蓝其正继续写道:“今天大雨,是离开的最好时机。”
“等天亮,我们两个就彻底消失了。”
“这地方,不好。”
“你点个头,我们现在就走。”
“我武馆能带走的钱财,全都带在身上了。”
蓝其正看了一眼手上的纸。
那是黄莺的回答。
他沉默良久,然后道:“你当真确定?”
“当真不走?”
黄莺摇头。
蓝其正深吸一口气,他道:“你这婆婆,不是良人。”
“你丈夫又是这样。”
“你只要留在这里,就是永远的无边地狱。
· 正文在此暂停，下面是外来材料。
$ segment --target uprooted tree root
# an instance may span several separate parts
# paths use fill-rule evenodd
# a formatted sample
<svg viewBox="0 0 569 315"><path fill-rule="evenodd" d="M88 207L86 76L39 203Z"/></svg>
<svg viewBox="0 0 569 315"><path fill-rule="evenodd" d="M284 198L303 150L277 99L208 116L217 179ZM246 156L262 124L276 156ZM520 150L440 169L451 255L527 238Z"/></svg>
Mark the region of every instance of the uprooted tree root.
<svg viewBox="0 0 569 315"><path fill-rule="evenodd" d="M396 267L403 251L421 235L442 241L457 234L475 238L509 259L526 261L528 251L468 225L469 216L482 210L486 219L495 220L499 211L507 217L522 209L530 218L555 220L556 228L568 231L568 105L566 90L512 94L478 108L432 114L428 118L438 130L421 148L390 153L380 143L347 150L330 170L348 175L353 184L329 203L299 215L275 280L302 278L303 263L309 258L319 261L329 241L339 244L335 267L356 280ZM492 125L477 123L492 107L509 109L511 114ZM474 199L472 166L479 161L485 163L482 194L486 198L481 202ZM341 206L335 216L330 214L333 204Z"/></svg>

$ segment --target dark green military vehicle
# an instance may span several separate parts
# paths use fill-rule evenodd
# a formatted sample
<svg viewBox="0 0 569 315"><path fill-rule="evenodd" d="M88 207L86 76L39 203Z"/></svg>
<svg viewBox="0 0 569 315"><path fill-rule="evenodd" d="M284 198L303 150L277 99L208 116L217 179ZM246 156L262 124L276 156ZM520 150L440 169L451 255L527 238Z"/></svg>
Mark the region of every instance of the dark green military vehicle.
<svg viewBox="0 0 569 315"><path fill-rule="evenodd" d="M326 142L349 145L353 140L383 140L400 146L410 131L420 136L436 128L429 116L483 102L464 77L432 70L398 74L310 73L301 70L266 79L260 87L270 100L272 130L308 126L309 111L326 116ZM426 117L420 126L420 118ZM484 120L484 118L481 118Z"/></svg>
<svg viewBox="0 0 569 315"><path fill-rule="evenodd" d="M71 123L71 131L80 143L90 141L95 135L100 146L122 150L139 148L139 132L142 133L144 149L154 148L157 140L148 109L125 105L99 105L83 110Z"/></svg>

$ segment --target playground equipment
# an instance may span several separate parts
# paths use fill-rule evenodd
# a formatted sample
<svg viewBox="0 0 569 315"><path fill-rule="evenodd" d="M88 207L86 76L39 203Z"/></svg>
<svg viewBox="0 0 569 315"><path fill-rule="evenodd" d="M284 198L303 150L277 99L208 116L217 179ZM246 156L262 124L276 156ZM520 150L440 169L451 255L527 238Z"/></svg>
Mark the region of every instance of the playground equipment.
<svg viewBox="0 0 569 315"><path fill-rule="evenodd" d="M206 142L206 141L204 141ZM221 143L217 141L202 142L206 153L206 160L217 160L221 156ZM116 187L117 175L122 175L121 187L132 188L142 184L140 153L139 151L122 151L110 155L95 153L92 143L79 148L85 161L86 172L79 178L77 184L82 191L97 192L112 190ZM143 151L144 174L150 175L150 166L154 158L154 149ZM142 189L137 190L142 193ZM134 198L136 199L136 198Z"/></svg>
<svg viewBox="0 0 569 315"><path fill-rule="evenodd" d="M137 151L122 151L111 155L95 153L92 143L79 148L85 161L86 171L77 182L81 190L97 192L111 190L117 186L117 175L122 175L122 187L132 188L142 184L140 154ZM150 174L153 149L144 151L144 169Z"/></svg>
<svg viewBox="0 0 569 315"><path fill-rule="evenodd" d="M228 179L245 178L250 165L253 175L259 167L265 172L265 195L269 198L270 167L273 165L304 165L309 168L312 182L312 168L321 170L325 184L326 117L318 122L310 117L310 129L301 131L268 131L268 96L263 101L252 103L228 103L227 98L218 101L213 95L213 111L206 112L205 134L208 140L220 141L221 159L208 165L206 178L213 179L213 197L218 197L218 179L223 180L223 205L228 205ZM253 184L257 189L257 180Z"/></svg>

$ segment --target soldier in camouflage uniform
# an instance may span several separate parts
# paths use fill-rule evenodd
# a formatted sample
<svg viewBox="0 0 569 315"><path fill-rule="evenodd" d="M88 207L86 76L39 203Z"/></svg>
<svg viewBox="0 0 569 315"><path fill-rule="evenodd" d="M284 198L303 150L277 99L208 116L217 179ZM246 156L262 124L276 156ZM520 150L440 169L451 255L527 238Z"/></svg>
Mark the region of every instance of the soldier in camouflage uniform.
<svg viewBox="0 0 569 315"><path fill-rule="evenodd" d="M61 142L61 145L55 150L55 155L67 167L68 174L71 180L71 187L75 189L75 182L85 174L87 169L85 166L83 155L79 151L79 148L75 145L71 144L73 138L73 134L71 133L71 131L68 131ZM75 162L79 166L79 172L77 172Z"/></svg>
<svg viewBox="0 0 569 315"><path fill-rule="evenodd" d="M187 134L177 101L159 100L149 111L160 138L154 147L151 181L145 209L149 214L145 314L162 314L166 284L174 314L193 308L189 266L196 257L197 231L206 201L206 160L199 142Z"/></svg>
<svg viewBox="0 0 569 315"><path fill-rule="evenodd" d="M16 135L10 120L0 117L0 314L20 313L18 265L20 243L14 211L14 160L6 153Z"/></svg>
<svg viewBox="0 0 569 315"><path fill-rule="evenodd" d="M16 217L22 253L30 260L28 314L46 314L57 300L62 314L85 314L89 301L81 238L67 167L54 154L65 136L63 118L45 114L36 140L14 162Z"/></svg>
”
“你须有破碎一切重新开始的决心。”
“凡人的一生是很短暂的,不要因为任何不开心的事情,困住自己。”
“你考虑下。”
“三天之后的晚上,我再来找你。”
蓝其正收起所有写满字的纸,离开了刘家。
黄莺给他的那张纸上,写了一句话。
蓝叔叔,我哪里都不去了。
陈宣已经有好几天没看见黄莺了。
第一次黄莺不在。
他去了刘家一趟。
看见了进出的黄莺。
然后他就没去。
今天是第三天了。
黄莺还是没来街上。
她以往每天都在的。
无论赶集不赶集。
她都来。
“真是懒死了。”
“这样怎么赚钱?”
“难不成是发现了我偷偷来瞧她,以为我贼心不死?”
“也太把自己当回事了吧?”
“算了,以后不来看了。”
“不知道的还以为我是登徒子。”
陈宣转身离开了。
他也觉得自己有些变态了。
一天正事不做,天天看人家小姑娘。
茶楼里。
陈宣在黄莺经常坐的那张桌子上坐了下来。
黄莺不来了。
那这张桌子就归他了。
不来了也好。
女孩子家家的,老听宋承安找人编的那些狗屁故事做什么?
今天还真不错。
说书先生没有说宋承安的故事坏陈宣的心情。
说的是一个世家公子和平民女孩的爱情故事。
陈宣觉得无聊。
世家公子怎么会爱上平民女孩?
和那富家千金爱上穷书生一样可笑。
当人家是傻子啊?
你身上总得有些值钱的筹码,不然你单纯的穷书生,别人图你什么?
这故事就改得不行。
来听书的都是男的。
这世家公子和平民少女的故事哪里比得上穷男人和富家千金的故事吸引人?
陈宣吐槽。
“宣哥儿。”
散场了。
陈宣喝完最后一口茶,就打算离开。
却不想这时候,其中一个老熟客走过来,跟陈宣打招呼。
陈宣给了他一个白眼:“我可不是来找什么黄莺的。”
“您可别跟我说教了。”
那老熟客闻言,低声道:“我们却是错了。”
“黄莺跟着宣哥儿走了虽然不道德,可也比现在好。”
陈宣皱眉:“你在说什么狗屁,我怎么听不懂?”
那老熟客道:“黄莺死了。”
“她那婆婆,为了借种,把她和尤家一个人关在一起。”
“她另一只耳朵也被打聋了。”
“这事过后,她一开始也没事的,但是几天后就死了,上吊死的。”
“好像是找她婆婆质问,她婆婆承认了要在她生孩子之后,把她卖给那个尤家的一个人。”
“这些都是我听说的。”
“她那个瘫子儿子,绝食死了。”
“她就去告尤家那个人奸污自己儿媳,但是被县令老爷一用刑,她就什么都招了。”
“如今想来,是我们这些老家伙好心办坏事,害了她。”
“若是让她跟宣哥儿走,就不会有后来这些事了,她就不会死了。”
“再也看不到这娃来听书了。”
“她可喜欢听宋神仙的故事了。”
“想必是觉得,若是自己也能遇见宋神仙,宋神仙便会救一救她。”
陈宣面目狰狞犹如恶鬼。
“你说什么?”
“你……在……说……什么……!”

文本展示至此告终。